In your case you only have one level of "reaching in":
public Class Person
{
public void setSpouse(Person person)
{ ... }
}
I do not think this is unreasonable, nor even a case of cross-referencing/circular references.
The main time this is a problem is if it becomes too confusing to cope with, or maintain, as it can become a form of spaghetti code.
However, to touch on your examples;
See Also is perfectly valid if this is a feature you need in your code - it is a simple list of pointers (or references) to other items a user may be interested in.
Similarily it is perfectly valid to add spouse, as this is a simple real world relationship that would not be confusing to someone maintaining your code.
I have always seen it as a potential code smell, or perhaps a warning to take a step back and rationalise what I am doing.
As for some systems finding recursive relationships in your code (mentioned in a comment above), these can come up regardless of this sort of design. I have recently worked on a metadata capture system that had recursive 'types' of relationships - i.e Columns being logically related to other columns.

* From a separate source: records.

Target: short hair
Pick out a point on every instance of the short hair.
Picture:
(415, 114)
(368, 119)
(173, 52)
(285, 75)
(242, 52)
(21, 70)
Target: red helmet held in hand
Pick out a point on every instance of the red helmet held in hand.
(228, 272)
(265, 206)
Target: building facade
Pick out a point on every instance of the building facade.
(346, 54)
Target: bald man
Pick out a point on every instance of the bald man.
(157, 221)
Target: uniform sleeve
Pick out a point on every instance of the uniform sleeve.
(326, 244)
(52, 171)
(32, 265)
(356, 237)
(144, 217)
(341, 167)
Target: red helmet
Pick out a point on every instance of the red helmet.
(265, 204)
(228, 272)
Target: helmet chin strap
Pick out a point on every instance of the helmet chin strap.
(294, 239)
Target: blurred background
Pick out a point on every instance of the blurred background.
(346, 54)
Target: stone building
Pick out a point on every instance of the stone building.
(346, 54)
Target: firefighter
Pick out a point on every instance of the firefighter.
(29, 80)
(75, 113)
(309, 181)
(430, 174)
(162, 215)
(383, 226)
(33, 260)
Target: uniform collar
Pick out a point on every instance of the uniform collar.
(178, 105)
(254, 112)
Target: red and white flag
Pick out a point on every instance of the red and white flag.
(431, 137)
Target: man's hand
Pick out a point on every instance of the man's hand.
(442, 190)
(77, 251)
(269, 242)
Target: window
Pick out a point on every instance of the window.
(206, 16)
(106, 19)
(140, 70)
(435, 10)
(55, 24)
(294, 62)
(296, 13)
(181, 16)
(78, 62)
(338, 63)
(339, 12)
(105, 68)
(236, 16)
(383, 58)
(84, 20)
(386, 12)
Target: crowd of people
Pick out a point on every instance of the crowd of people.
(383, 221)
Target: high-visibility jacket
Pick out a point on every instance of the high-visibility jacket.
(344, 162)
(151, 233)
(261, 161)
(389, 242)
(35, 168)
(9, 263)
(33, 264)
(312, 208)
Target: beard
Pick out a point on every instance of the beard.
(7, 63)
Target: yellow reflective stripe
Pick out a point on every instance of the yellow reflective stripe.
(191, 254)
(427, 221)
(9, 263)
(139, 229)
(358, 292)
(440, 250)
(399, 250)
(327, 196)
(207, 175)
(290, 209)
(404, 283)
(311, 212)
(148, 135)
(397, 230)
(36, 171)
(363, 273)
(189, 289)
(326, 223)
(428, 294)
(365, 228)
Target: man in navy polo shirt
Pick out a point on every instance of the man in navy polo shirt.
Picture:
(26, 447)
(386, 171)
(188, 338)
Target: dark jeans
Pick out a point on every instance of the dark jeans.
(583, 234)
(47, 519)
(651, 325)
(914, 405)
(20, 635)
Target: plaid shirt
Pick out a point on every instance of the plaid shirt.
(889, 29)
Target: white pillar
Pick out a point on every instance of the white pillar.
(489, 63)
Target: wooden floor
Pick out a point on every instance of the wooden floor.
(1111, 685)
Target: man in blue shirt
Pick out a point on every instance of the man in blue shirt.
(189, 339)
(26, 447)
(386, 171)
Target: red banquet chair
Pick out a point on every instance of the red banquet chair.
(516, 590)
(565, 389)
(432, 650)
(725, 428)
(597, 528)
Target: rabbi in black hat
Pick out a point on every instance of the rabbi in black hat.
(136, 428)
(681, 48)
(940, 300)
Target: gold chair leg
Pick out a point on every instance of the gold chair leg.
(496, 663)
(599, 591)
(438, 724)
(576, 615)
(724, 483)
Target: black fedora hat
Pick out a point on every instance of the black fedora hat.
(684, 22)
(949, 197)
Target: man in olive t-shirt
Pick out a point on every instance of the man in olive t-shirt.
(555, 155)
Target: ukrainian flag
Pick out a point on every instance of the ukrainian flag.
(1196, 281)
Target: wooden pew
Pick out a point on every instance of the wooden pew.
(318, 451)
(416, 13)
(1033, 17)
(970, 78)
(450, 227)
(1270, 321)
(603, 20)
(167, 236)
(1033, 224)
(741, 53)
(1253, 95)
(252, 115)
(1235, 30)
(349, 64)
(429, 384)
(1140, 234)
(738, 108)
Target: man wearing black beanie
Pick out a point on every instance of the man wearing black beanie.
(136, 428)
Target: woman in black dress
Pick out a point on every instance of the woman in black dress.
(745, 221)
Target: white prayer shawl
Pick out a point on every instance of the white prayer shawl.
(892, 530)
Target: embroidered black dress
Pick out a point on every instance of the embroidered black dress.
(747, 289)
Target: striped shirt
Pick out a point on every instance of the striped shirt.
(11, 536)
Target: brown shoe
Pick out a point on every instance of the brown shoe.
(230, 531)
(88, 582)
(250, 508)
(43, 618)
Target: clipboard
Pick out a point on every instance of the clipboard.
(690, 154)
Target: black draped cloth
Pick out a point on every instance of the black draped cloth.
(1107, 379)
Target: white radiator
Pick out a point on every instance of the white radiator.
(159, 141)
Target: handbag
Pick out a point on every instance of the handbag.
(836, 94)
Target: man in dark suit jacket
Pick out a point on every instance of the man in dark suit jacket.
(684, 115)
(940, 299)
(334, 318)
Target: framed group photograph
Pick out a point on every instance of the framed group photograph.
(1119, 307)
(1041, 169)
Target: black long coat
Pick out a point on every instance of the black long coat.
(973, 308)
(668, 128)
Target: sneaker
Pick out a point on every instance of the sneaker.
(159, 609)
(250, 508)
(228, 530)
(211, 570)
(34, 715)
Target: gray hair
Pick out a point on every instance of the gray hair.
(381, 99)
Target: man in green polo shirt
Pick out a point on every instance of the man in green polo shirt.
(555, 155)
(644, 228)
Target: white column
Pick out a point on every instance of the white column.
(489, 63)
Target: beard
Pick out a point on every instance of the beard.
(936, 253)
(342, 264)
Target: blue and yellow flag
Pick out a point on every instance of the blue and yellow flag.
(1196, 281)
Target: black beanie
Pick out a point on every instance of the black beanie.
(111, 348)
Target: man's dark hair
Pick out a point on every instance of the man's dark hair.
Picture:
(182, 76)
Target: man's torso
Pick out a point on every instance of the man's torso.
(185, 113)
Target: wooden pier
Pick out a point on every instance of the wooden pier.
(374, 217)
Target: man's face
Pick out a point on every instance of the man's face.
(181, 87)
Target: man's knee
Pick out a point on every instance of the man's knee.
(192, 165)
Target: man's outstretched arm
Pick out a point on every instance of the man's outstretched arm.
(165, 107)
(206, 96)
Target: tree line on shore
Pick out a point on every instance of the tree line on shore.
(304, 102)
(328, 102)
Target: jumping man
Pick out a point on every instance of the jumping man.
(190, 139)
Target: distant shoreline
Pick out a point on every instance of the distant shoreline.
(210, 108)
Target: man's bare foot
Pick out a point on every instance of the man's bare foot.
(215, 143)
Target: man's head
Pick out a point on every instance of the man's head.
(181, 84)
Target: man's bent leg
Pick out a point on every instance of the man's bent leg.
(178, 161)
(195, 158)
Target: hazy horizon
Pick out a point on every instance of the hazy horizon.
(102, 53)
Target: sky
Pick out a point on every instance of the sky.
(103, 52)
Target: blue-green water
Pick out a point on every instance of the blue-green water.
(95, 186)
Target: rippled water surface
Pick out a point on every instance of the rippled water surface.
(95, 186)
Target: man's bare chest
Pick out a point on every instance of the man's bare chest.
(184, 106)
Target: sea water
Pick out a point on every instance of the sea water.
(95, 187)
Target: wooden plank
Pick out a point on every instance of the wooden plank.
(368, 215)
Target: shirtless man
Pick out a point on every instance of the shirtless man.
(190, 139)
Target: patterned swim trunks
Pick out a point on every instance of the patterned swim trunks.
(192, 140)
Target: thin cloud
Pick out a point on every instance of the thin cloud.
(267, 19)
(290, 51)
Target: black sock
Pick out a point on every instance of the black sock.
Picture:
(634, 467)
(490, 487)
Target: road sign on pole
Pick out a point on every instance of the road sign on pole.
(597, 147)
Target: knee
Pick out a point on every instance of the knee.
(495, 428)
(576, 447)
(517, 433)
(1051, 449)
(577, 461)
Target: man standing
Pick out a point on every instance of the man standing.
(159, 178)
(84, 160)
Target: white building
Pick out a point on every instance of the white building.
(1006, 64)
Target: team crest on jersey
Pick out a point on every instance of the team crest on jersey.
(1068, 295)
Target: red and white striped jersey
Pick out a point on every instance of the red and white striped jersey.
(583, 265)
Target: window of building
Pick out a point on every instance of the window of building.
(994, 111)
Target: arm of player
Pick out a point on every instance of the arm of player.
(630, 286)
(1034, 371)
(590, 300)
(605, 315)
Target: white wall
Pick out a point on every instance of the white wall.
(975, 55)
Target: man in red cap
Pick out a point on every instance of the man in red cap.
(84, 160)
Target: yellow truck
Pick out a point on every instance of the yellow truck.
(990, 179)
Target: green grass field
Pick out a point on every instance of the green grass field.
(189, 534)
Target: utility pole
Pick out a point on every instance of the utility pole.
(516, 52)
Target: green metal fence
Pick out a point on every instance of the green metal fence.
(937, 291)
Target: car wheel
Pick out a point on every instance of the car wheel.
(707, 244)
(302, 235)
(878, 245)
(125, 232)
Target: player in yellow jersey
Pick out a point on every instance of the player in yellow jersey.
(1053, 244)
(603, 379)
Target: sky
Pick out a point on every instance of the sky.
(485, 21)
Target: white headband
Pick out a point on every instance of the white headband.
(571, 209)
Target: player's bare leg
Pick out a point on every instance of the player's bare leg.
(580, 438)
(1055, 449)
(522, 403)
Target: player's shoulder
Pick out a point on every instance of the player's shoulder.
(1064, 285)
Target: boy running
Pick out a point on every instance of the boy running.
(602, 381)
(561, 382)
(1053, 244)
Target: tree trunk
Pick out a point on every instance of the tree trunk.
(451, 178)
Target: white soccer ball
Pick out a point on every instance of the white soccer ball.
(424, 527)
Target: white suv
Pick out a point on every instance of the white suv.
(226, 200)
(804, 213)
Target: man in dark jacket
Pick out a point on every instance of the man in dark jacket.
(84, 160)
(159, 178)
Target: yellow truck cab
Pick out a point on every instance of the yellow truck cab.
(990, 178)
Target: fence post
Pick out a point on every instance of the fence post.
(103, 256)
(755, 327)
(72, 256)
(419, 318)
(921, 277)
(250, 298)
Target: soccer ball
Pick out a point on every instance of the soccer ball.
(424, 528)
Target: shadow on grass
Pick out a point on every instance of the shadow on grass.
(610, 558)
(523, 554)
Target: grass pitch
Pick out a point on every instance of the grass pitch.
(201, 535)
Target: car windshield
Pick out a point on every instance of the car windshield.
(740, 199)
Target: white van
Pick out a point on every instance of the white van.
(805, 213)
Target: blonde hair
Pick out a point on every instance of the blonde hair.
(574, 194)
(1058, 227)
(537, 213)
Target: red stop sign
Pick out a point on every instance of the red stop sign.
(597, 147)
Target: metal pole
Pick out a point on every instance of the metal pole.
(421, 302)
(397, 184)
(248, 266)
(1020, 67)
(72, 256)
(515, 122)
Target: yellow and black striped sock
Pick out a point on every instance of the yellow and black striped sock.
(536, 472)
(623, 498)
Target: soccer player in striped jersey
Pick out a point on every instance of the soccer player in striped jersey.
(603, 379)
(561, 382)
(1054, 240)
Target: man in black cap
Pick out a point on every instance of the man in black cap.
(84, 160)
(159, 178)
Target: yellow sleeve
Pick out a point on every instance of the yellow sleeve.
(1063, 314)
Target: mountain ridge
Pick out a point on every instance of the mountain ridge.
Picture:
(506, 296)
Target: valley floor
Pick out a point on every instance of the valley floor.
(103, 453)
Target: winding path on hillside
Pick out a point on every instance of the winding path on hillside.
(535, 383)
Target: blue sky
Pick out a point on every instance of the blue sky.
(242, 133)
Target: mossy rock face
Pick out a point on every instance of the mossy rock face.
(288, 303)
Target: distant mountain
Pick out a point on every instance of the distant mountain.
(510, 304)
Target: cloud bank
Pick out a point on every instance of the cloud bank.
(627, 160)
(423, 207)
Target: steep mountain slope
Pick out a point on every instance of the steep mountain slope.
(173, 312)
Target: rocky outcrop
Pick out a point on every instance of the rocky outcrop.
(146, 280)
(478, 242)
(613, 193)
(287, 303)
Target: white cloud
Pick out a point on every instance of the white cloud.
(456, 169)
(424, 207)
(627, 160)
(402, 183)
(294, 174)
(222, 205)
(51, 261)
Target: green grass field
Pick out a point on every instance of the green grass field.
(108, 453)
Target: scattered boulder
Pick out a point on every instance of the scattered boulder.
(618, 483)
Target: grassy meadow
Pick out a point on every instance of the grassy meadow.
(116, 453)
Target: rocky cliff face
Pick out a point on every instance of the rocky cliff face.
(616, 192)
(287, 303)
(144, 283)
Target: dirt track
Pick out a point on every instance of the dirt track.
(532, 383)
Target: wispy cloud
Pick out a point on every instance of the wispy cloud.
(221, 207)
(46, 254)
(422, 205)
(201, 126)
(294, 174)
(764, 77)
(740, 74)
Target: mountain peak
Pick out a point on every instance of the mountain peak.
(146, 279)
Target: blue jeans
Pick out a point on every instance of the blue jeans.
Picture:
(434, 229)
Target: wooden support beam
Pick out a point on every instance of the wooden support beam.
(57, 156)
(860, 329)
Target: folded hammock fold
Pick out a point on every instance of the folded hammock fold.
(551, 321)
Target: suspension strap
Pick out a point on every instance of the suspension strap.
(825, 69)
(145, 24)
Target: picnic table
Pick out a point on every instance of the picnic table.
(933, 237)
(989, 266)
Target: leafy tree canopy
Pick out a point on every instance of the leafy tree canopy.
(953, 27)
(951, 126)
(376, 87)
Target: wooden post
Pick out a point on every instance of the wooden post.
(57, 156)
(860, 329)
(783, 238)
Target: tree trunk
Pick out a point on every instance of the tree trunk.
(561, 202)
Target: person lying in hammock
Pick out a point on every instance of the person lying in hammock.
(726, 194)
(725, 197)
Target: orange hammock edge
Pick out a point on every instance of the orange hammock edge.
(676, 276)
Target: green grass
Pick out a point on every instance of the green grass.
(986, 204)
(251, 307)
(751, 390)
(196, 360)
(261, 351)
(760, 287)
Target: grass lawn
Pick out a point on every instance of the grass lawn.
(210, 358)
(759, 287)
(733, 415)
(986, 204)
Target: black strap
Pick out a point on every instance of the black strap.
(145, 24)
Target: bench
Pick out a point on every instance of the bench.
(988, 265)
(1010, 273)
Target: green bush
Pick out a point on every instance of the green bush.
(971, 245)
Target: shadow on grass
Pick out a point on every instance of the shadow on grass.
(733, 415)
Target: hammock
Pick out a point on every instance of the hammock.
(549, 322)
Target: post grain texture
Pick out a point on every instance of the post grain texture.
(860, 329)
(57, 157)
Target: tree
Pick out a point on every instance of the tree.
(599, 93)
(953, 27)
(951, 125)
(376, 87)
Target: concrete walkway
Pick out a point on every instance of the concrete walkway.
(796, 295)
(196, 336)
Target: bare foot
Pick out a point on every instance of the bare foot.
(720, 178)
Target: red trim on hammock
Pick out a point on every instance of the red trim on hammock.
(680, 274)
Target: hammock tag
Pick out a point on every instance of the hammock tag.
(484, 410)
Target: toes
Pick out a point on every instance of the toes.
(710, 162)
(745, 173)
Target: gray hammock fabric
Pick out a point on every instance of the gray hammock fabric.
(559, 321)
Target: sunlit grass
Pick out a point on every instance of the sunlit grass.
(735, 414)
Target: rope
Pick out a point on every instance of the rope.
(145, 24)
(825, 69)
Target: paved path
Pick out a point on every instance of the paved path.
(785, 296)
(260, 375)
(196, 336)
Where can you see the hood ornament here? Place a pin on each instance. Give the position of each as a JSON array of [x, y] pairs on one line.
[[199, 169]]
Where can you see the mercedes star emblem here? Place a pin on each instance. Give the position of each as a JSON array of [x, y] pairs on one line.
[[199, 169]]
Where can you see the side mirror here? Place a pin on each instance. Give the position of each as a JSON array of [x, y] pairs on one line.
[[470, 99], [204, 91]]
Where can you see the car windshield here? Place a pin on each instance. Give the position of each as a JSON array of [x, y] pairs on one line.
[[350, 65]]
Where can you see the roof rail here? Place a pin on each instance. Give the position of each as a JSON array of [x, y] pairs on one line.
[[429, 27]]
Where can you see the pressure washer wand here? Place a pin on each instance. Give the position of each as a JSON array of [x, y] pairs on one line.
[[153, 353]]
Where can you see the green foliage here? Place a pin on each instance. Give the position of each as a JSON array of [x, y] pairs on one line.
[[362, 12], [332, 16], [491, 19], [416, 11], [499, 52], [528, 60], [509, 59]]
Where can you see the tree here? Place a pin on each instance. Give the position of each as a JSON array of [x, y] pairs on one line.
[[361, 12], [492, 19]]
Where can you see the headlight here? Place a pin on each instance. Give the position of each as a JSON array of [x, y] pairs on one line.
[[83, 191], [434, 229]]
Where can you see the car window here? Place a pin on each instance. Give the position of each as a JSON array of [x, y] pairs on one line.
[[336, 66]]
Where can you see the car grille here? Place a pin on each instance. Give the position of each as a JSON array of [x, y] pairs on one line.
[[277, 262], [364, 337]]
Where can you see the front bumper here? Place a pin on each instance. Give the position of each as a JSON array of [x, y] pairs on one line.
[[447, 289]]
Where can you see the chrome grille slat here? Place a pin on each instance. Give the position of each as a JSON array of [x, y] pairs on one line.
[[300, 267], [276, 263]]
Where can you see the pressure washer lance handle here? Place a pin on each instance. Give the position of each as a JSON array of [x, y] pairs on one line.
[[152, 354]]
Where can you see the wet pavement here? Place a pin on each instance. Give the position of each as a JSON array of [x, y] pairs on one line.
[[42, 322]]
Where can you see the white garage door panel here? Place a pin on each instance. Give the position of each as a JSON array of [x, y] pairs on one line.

It needs to be handled by the code trying to parse your system.
I don't think the circular references as such are a problem.
However, putting all those relationships inside objects may add too much clutter, so you may instead want to represent them externally. E.g. you might use a hash table to store relationships between products.
Referencing other objects is not a real bad OO design at all. It's the way state is managed within each object.
A good rule of thumb is the Law of Demeter. Look at this perfect paper of LoD (Paperboy and the wallet): click here
One way to fix this is to refer to other object via an id.
e.g.
Person jack = new Person(new PersonId("Jack"));
Person jill = new Person(new PersonId("Jill"));
jack.setSpouse(jill.getId());
jill.setSpouse(jack.getId());
I'm not saying it is a perfect solution, but it will prevent circular references. You are using an object instead of a object reference to model the relationship.